Her husband looked up and in a quiet tone, with an embarrassed expression of what he was about to confess said, “Honey, to be honest with you, I dozed off during worship this morning.
In a huffy tone, she then rebuked him saying, “Well!! A lot of good worship does you!”
This prompts the question, “Why are you going to church today?”
To see and be seen?
To salve your conscience?
To please a spouse or parent?
To critique and criticize?
To hear your favorite preacher?
So, why are you going to church today? And what is the purpose of worship?
Succinctly put, to exalt, magnify and worship God. The late Bill Fiest expressed it this way, “Our purpose in gathering together is to prostrate ourselves before the Almighty God of heaven and pay Him homage.”
Robert Webber, in Worship is a Verb, wrote: “The focus of worship is not human experience, not a lecture, not entertainment, but Jesus Christ–His life, death, and resurrection.

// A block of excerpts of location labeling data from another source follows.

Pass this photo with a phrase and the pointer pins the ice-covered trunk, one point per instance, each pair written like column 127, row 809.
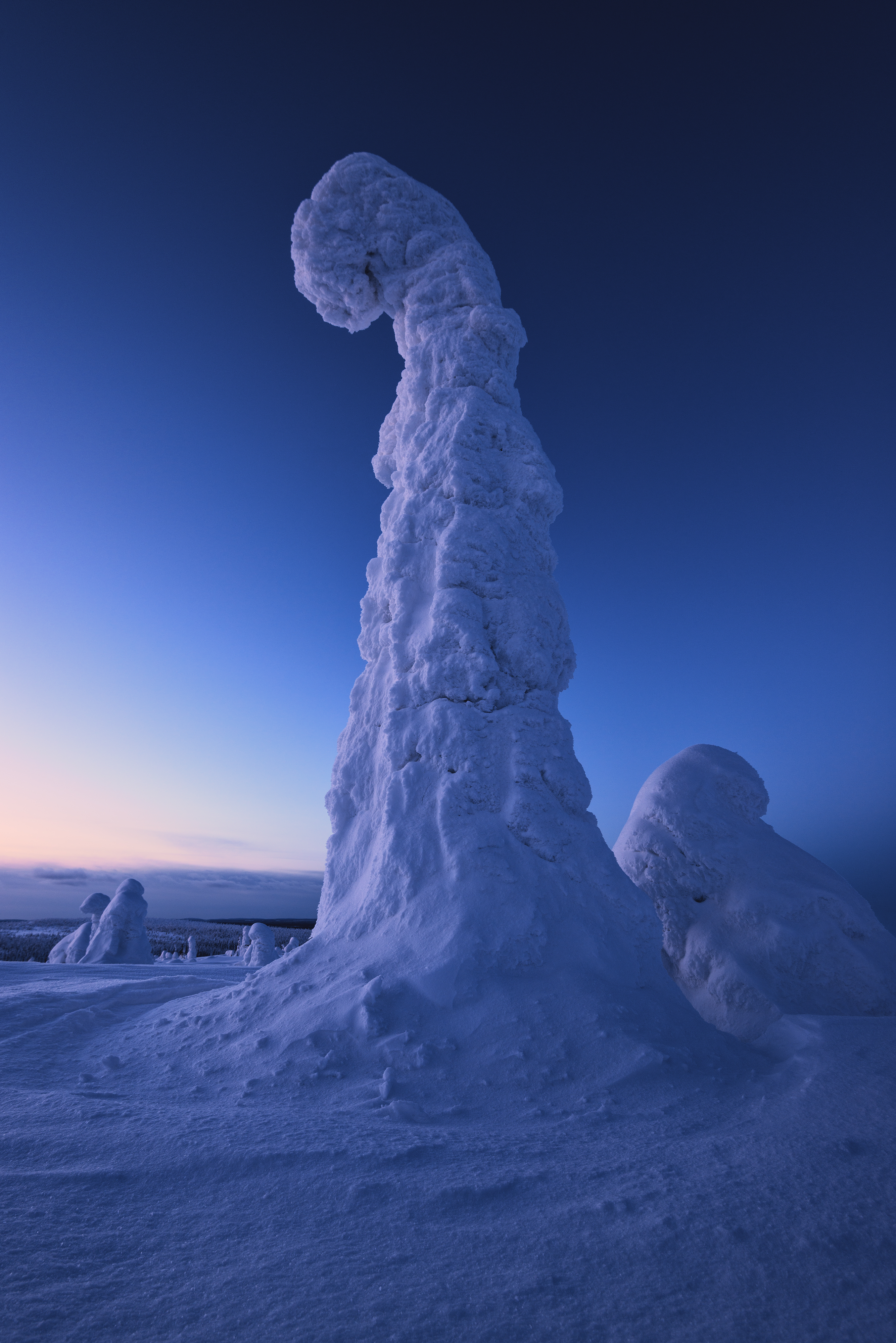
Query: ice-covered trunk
column 459, row 808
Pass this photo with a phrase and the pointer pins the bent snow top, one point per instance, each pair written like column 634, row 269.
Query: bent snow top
column 461, row 832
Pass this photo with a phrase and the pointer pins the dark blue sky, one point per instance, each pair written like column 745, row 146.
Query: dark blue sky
column 691, row 207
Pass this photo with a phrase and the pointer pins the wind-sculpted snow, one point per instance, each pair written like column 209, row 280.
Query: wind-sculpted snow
column 263, row 946
column 459, row 808
column 122, row 934
column 72, row 949
column 753, row 926
column 473, row 925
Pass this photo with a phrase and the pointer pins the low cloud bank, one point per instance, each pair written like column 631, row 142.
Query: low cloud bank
column 49, row 892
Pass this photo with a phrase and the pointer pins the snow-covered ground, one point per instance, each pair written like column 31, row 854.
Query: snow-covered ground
column 473, row 1106
column 156, row 1188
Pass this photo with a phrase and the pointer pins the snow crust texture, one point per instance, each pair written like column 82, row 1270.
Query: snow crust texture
column 753, row 926
column 461, row 833
column 122, row 935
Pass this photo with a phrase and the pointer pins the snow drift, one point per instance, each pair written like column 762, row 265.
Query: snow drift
column 753, row 926
column 122, row 934
column 73, row 947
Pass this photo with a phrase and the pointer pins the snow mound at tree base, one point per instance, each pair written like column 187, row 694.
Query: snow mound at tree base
column 753, row 926
column 426, row 1041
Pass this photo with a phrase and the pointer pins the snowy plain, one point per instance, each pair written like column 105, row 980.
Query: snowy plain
column 152, row 1192
column 473, row 1106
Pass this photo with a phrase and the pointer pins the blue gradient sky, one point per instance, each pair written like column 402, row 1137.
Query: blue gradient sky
column 694, row 217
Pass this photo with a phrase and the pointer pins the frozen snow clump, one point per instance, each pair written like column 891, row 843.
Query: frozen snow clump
column 460, row 813
column 73, row 947
column 263, row 946
column 753, row 927
column 120, row 937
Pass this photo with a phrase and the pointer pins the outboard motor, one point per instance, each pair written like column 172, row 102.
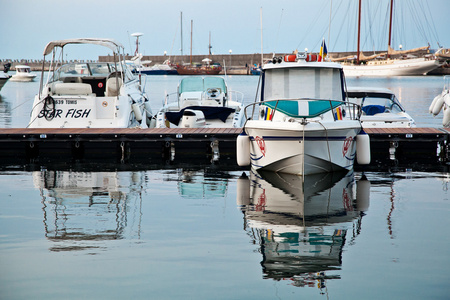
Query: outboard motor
column 192, row 119
column 6, row 67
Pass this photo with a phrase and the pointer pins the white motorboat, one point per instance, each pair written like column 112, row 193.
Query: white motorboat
column 306, row 125
column 23, row 73
column 4, row 76
column 89, row 95
column 380, row 108
column 202, row 102
column 442, row 101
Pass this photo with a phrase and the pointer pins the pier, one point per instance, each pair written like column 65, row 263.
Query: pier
column 390, row 147
column 234, row 64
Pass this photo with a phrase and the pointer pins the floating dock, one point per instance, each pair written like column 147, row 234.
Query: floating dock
column 389, row 146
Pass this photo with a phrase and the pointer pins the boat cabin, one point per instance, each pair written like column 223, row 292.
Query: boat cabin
column 301, row 89
column 202, row 91
column 100, row 79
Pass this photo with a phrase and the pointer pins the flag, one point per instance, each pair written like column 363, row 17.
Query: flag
column 323, row 51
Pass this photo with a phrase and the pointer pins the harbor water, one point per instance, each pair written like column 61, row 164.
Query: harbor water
column 217, row 232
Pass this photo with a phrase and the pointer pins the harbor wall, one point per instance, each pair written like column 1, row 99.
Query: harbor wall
column 234, row 63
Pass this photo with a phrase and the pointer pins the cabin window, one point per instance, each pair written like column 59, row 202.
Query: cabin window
column 311, row 83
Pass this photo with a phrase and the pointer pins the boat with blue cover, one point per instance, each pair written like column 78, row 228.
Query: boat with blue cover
column 202, row 102
column 306, row 124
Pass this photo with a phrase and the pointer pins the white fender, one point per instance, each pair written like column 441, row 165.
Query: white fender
column 137, row 111
column 243, row 150
column 446, row 118
column 430, row 109
column 437, row 104
column 243, row 190
column 148, row 114
column 362, row 194
column 363, row 148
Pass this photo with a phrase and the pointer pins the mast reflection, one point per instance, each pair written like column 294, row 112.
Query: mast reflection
column 82, row 208
column 301, row 224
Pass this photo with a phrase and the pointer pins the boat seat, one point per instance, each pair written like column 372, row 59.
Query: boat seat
column 112, row 89
column 72, row 79
column 71, row 88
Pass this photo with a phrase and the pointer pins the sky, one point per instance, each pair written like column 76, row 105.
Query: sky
column 234, row 25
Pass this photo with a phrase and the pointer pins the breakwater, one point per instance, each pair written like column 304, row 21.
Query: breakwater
column 239, row 64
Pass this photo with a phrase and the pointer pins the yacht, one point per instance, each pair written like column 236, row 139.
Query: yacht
column 89, row 94
column 202, row 102
column 306, row 125
column 380, row 108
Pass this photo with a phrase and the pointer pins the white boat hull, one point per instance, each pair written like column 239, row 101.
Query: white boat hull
column 406, row 67
column 299, row 149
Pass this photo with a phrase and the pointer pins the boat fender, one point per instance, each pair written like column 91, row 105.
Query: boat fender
column 430, row 109
column 363, row 148
column 446, row 118
column 437, row 104
column 137, row 112
column 362, row 194
column 243, row 191
column 243, row 149
column 49, row 107
column 148, row 114
column 290, row 58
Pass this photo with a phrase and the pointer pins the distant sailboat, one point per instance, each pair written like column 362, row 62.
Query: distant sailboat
column 377, row 65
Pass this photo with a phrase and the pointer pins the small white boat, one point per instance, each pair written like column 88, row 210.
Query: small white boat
column 202, row 102
column 442, row 102
column 23, row 73
column 380, row 108
column 4, row 76
column 89, row 95
column 306, row 125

While God doesn’t need our worship, He desires it. Just like a parent wants a child to express his love, appreciation, and thankfulness, so our Heavenly Father seeks worship of His creation (Jn. 4:23-24).
Furthermore, whether we consciously realize it or not, we need to worship God. Author John Ortberg was right when he wrote, “I need to worship because without it I can forget that I have a big God beside me and live in fear. I need to worship because without it I can forget his calling and begin to live in a spirit of self-preoccupation. I need to worship because without it I lose a sense of wonder and gratitude and plod through life with blinders on. I need to worship because my natural tendency is toward self-reliance and stubborn independence.”
When worship is God-centered, and Christ-focused, “Worship,” observed Jack Hayford,” changes the worshiper into the image of the One worshiped.”